A collection of typical questions and problems that occur during digitsation projects including possible answers.

Navigation

Scanning and photographing

Do: scan the color chart on each page as well

Ideally, each scan should include a color chart. This does not usually pose a problem for subsequent processing or when displaying the image as it can be detected and hidden through automated cropping.

Incidentally, color charts don’t last forever and should occasionally be replaced.

Do: think twice before deciding to use a scanning robot for your digitization project.

A scanning robot may not be the right choice for some types of source material. Tasks such as preparing the books, loading and unloading, and making fine adjustments for individual book formats can be relatively time-consuming depending on the model. Furthermore, not all books are equally suitable for scanning by a book robot. Experience has shown that current scanning robots are not yet reliable or autonomous enough to be able to operate entirely without supervision. The time required by a human supervisor to monitor the work of the robot and to load the device and make fine adjustments for each book can be as much as for manual scanning.

Do: validate your images automatically, ideally straight after scanning

Wherever technically possible, image files should be validated automatically as soon as they have been scanned, i.e. before performing any further tasks in the workflow. The free software JHove has proven effective for common methods of validation (e.g. of TIF files). It can be run automatically from a command line instruction and can return a machine-readable validation result in the form of an XML file. It may also be worth validating file names at an early stage in the workflow. Software tools like ‘regular expressions’ can force project staff to comply with established naming schemes. They can also ensure that numerical sequences in file names are unbroken or that the file name includes relevant metadata.

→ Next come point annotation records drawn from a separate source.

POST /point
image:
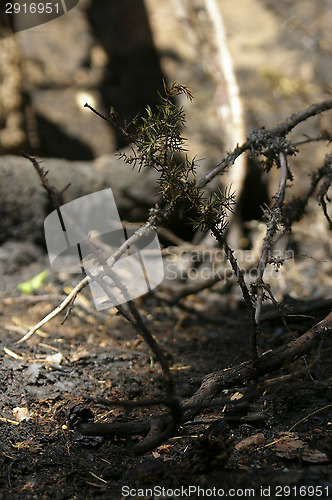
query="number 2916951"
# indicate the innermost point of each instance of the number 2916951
(32, 8)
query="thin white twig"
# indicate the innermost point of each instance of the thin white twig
(57, 310)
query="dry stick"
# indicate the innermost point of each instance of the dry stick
(245, 293)
(272, 227)
(71, 296)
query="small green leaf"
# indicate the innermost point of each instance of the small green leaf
(35, 283)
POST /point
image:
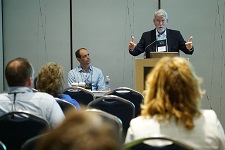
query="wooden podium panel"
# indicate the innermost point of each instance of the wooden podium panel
(142, 67)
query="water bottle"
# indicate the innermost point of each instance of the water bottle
(107, 83)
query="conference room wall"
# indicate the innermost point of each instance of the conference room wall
(1, 51)
(39, 30)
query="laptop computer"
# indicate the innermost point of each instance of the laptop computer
(163, 54)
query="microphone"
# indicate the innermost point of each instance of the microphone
(152, 42)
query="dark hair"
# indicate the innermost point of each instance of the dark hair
(77, 53)
(81, 130)
(17, 71)
(50, 79)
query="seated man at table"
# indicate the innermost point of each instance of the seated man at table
(92, 76)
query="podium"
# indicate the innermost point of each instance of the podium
(142, 68)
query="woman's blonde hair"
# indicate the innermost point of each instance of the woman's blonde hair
(172, 90)
(50, 79)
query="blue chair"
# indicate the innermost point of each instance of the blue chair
(117, 106)
(81, 95)
(157, 142)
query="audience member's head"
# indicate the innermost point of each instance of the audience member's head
(19, 72)
(50, 79)
(83, 57)
(82, 130)
(172, 90)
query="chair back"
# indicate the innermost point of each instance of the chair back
(18, 126)
(120, 107)
(31, 144)
(158, 142)
(64, 104)
(129, 94)
(107, 117)
(2, 146)
(81, 95)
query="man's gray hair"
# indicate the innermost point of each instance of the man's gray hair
(161, 12)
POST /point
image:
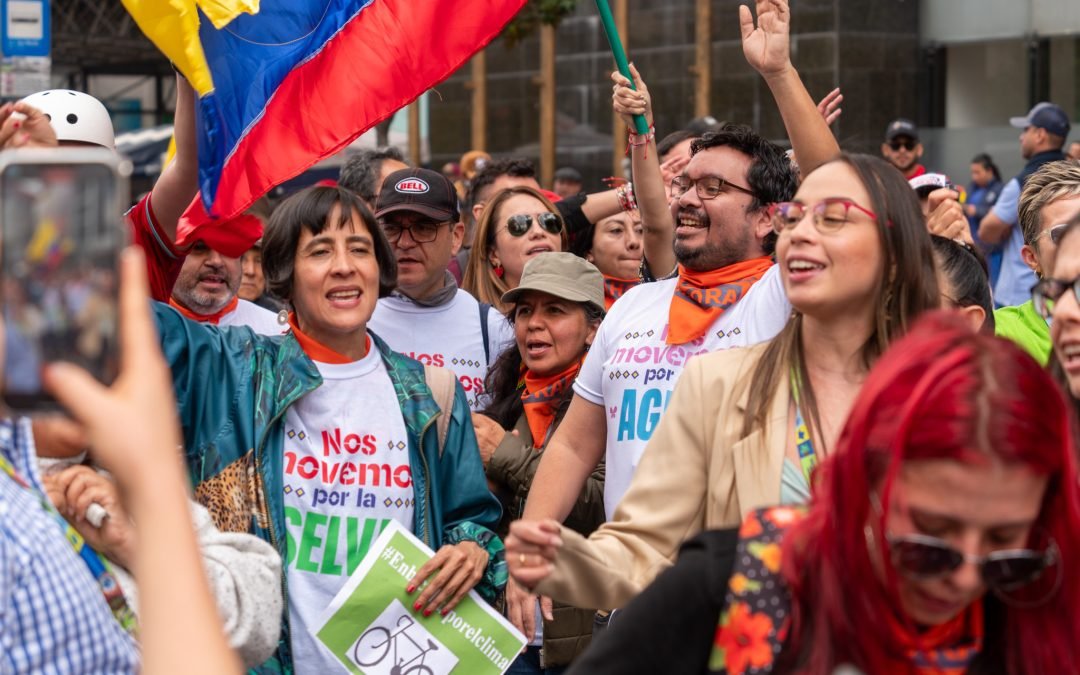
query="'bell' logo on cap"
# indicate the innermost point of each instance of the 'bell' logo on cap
(412, 185)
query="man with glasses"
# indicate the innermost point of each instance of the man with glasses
(1051, 199)
(727, 294)
(1044, 130)
(903, 149)
(427, 316)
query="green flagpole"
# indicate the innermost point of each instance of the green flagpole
(640, 125)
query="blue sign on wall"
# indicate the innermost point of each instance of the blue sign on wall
(25, 28)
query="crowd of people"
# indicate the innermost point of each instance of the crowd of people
(748, 409)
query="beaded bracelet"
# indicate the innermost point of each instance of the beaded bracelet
(635, 140)
(626, 199)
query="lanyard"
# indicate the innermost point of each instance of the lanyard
(97, 566)
(808, 458)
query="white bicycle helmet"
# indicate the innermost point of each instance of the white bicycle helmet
(76, 117)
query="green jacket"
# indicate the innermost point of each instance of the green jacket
(232, 390)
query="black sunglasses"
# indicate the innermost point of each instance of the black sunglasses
(518, 225)
(921, 557)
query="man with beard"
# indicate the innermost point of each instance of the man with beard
(205, 291)
(727, 294)
(903, 149)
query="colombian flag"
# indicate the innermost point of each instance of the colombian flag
(285, 83)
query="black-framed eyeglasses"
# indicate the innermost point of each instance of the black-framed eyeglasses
(922, 557)
(1047, 293)
(422, 232)
(829, 215)
(520, 224)
(1055, 232)
(709, 187)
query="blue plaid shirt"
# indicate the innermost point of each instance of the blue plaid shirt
(53, 617)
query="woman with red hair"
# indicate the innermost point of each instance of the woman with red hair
(939, 538)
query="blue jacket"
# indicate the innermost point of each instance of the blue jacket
(232, 390)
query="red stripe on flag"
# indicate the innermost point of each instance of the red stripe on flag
(381, 61)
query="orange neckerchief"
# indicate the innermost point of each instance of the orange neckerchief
(945, 649)
(211, 319)
(318, 351)
(540, 395)
(613, 287)
(702, 297)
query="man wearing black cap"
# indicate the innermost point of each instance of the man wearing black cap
(427, 316)
(903, 149)
(1045, 126)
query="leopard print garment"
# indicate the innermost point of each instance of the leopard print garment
(234, 496)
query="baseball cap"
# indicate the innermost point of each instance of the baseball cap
(569, 174)
(418, 190)
(1045, 116)
(564, 275)
(901, 127)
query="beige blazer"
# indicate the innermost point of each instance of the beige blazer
(698, 472)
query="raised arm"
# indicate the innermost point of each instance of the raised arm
(767, 48)
(179, 181)
(180, 630)
(648, 184)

Don’t: allow the scanning software to perform automatic cropping

The option to let your scanning software crop images automatically may sound attractive as a way of reducing your workload, but the potential benefits and disadvantages should be carefully weighed up for each project. If the images are cropped too heavily, the project may not be able – at some point in the future – to generate more information from them than was anticipated at the time of scanning. For this reason, especially in the case of valuable materials that should ideally not be exposed to multiple scanning, it is important to ensure that the master image is produced with a generous all-round margin. The scanning program should never be instructed to automatically perform ‘heavy cropping’ of master images. Instead, an automated cropping step can be incorporated into the remaining workflow using a derivative image and selected parameters. This step can be performed as many times as required without changing the master image.

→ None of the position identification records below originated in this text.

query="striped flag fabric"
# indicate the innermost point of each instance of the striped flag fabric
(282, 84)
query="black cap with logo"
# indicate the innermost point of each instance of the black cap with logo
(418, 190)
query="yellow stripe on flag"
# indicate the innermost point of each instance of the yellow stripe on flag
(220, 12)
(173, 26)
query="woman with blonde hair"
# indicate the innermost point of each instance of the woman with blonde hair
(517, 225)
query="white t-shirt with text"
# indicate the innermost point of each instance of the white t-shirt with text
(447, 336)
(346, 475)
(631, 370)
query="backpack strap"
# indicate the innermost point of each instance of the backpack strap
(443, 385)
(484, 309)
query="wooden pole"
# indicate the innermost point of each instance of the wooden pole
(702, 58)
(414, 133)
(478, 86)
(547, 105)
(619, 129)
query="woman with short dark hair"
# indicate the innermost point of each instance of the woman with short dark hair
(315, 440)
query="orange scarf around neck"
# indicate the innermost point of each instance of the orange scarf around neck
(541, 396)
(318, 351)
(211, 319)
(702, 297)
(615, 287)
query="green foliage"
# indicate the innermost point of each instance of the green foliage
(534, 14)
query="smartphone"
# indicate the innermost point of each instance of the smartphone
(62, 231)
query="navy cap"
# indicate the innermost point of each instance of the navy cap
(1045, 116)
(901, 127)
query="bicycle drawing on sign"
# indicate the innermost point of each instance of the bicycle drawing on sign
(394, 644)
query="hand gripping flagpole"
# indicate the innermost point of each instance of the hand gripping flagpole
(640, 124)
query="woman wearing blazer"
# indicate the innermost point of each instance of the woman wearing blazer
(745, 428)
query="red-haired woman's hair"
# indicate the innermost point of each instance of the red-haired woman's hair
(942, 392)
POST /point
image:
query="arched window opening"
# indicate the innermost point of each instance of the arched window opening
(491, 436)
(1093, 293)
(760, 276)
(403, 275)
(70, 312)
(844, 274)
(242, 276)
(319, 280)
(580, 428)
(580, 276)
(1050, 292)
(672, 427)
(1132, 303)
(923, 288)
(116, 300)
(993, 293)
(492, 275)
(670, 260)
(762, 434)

Don’t: allow uneven lighting conditions in the scanning room to spoil your images

The brightness of the images produced by most scanners and cameras will vary depending on the ambient lighting conditions (summer/winter and morning/afternoon). Although they have their own integrated lighting systems, they are nevertheless influenced by other light sources in the room due to the way they are designed. Ideally, this should be thoroughly checked at least once for each device. Even hardware that is advertised as operating independently of ambient light can deliver surprising results under close examination of two photographs taken under different lighting conditions. All images of the same object should be taken under constant lighting conditions.